Over 2.5 billion people across the globe depend directly or indirectly, on common property resources such as forests and dry lands. … In Addition to fulfilling the religious, cultural and recreational needs of the community, these are of paramount importance for securing livelihoods of poor and marginalized sections of the society. Apart from natural resources,oth er resources such as Internet, knowledge, genetic resources, public health, public space, electromagnetic spectrum or atmosphere come under the category of commons.

Whether in ‘traditional’ or modern sense, commons is a resource that is shared/used by multiple stakeholders. It therefore, requires a set of rules and norms to be developed for effective and sustainable management of the resource.

The Secretariat would take lead in the preparations for the workshop, highlight the cause of commons and deconstruct the myth of “tragedy of commons”, identify opportunities and lacunae/gaps in the existing policies, and guide future research and collaborative efforts with Government and civil society organizations.“

Die Konferenz werde zeigen, dass  Gemeingüter eben kein Relikt der Vergangenheit sind. Sie werde die Debatte um Gemeingüter im internationalen und interdisziplinären Austausch beleben und nachweisen, das Gemeingüter eine strategische Rolle spielen, für ökologische Nachhaltigkeit, Armutsminderung und ein besseres kollektives Handeln.

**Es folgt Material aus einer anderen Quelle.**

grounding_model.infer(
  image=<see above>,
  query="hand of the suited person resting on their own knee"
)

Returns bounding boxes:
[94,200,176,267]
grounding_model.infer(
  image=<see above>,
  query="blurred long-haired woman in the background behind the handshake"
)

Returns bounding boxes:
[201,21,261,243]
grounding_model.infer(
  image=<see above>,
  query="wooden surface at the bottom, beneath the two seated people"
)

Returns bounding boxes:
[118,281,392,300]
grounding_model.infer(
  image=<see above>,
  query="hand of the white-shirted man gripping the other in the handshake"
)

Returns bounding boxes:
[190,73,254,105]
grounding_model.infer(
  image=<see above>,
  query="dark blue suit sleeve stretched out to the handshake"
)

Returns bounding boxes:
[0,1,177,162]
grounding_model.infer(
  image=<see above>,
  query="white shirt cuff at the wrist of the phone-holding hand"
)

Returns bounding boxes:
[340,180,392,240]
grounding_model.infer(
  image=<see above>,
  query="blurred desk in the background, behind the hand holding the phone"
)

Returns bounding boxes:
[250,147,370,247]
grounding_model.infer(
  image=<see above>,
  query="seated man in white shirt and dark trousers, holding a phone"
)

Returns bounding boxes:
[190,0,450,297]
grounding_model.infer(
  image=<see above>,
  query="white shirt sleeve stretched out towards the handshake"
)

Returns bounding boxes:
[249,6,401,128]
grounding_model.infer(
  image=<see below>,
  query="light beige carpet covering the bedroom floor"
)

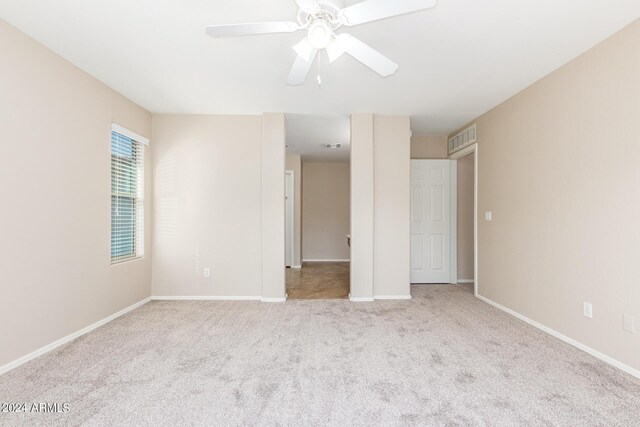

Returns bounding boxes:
[0,286,640,426]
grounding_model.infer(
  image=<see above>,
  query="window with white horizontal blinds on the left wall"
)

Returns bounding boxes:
[111,131,144,264]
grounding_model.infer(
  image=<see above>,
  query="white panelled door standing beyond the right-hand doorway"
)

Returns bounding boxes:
[411,160,455,283]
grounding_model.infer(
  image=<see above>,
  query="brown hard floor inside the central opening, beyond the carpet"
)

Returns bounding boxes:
[286,262,350,299]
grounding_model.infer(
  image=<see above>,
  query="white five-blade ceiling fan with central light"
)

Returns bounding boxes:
[207,0,437,86]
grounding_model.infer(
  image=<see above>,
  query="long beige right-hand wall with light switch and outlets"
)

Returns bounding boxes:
[464,21,640,370]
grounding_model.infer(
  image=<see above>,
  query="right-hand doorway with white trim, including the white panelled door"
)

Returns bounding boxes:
[411,144,478,294]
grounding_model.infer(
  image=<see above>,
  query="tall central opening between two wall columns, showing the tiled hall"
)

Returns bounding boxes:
[285,114,351,299]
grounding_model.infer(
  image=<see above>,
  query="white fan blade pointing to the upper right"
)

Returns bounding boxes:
[340,0,438,26]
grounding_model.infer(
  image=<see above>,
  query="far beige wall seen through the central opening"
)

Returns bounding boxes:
[302,162,350,261]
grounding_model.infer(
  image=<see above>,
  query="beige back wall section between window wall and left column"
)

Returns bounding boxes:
[153,115,264,296]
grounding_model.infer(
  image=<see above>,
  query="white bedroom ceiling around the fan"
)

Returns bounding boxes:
[0,0,640,134]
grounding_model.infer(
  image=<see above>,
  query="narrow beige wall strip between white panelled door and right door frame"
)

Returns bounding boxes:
[457,153,475,281]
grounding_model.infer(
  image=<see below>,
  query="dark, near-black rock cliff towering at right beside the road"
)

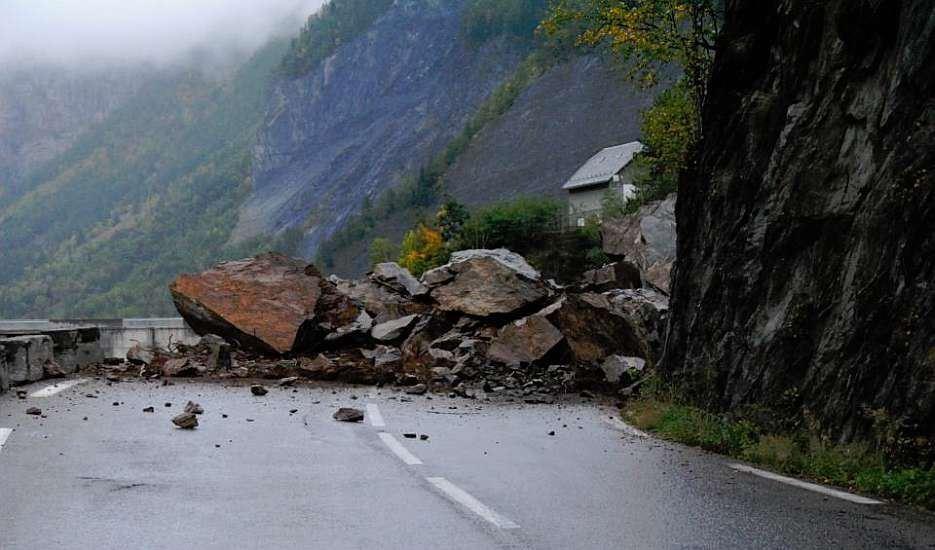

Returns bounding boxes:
[665,0,935,440]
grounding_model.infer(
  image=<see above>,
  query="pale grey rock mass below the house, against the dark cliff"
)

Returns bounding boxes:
[601,195,676,294]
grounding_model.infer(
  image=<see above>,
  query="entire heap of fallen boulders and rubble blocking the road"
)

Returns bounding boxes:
[80,198,675,401]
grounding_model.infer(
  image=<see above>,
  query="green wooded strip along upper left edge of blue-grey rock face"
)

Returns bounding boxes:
[280,0,393,78]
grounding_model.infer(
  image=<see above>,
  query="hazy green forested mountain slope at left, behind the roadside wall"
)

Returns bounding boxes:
[0,40,291,317]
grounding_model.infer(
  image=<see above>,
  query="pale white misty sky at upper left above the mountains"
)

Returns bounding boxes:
[0,0,325,67]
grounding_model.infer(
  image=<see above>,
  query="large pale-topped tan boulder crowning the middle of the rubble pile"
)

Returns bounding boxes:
[423,249,551,317]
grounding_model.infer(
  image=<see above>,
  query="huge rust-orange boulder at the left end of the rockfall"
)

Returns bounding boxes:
[169,253,350,354]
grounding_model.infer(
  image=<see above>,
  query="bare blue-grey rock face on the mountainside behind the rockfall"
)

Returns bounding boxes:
[234,0,521,254]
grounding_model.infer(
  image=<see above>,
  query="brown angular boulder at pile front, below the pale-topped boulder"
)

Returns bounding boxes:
[487,315,564,366]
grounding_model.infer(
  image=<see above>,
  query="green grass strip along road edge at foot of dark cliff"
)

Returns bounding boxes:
[624,398,935,510]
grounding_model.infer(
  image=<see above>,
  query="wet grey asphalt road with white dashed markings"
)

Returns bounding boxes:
[0,380,935,550]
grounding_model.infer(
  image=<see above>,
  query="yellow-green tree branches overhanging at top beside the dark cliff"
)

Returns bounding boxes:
[543,0,723,130]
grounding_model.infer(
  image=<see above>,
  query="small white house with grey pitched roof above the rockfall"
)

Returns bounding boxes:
[562,141,643,226]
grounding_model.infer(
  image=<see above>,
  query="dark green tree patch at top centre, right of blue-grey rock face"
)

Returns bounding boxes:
[461,0,548,46]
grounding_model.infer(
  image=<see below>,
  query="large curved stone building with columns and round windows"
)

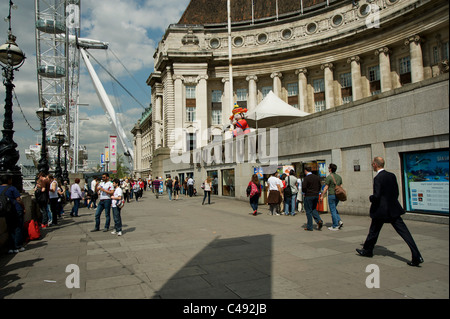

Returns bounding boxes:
[139,0,449,219]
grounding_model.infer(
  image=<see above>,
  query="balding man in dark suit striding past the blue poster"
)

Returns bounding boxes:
[356,157,423,266]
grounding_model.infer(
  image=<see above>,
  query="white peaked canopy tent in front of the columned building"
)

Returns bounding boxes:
[245,91,309,128]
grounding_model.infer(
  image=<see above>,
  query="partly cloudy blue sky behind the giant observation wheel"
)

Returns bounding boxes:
[0,0,189,171]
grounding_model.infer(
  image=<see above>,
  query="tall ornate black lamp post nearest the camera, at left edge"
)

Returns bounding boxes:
[0,1,25,192]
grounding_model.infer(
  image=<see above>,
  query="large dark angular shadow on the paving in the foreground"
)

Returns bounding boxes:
[153,235,272,299]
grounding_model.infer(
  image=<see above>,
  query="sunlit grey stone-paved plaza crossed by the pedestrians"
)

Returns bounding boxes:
[0,192,449,299]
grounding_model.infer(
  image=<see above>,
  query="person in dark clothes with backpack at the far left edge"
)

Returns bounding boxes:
[0,175,25,254]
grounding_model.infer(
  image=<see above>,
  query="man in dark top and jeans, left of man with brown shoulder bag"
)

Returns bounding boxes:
[302,165,323,231]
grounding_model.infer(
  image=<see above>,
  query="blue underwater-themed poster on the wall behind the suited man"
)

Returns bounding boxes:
[403,150,449,215]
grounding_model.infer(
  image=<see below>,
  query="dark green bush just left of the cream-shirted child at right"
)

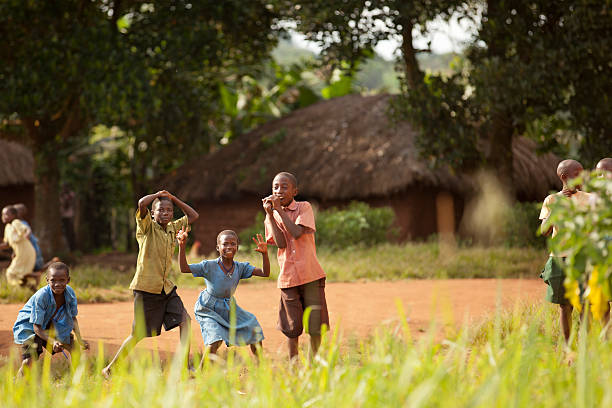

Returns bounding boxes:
[504,202,546,248]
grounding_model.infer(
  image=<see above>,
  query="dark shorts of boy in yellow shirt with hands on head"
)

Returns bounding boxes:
[132,286,190,337]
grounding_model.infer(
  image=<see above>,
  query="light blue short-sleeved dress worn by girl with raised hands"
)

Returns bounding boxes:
[189,259,264,346]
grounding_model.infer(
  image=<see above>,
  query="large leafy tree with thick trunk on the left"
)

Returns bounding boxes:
[0,0,276,252]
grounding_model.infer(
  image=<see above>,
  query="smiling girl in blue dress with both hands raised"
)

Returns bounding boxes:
[176,229,270,356]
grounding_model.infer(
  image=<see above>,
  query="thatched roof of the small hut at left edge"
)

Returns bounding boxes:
[0,139,34,186]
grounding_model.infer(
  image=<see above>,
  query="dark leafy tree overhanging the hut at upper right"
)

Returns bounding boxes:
[400,0,612,188]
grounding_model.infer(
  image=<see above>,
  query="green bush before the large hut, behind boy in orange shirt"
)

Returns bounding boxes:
[239,201,398,249]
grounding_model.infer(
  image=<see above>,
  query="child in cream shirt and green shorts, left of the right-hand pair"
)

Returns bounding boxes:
[540,160,593,341]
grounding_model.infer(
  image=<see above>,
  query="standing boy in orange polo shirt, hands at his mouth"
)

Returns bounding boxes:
[262,172,329,358]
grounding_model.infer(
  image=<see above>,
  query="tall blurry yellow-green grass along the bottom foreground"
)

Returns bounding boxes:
[0,305,612,408]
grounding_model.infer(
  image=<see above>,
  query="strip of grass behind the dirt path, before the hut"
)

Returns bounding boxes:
[0,243,547,303]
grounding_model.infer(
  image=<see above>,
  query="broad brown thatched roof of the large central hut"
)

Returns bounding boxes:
[161,95,559,201]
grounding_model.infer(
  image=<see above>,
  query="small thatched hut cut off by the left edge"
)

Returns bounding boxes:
[0,139,34,236]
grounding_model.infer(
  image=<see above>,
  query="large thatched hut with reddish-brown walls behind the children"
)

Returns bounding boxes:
[160,94,559,250]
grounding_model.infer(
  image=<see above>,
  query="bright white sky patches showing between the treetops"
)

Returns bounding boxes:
[291,12,477,60]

Apropos „Relikt der Vergangenheit“: Wie schrieb heute jemand als Reaktion auf ein Thesenpapier, welches wir derzeit intensiv diskutieren  (demnächst auf diesem Blog):

„Es würde mich nicht wundern, wenn Leute auf die Idee kämen, Gemeingüter als neuartig oder avantgardistisch aufzufassen und anzupreisen. Historisch und kulturhistorisch gesehen ist das natürlich Unfug, und es ist ein Armutszeugnis für jede Gesellschaft, wenn Gemeingüter der Erklärung bedürfen“

Dem ist nichts hinzu zu fügen.

Ein Gedanke zu „2,5 Milliarden Menschen hängen von Gemeingütern ab

  1. Das versteh ich nicht. Hängen nicht alle Menschen von Gemeingütern ab? Irgendwie muss hier eine bestimmte Sorte von Gemeingut gemeint sein, wenn das Sinn machen soll. Das wird aber zumindestens in Deinem Ausschnitt nicht genau spezifiziert.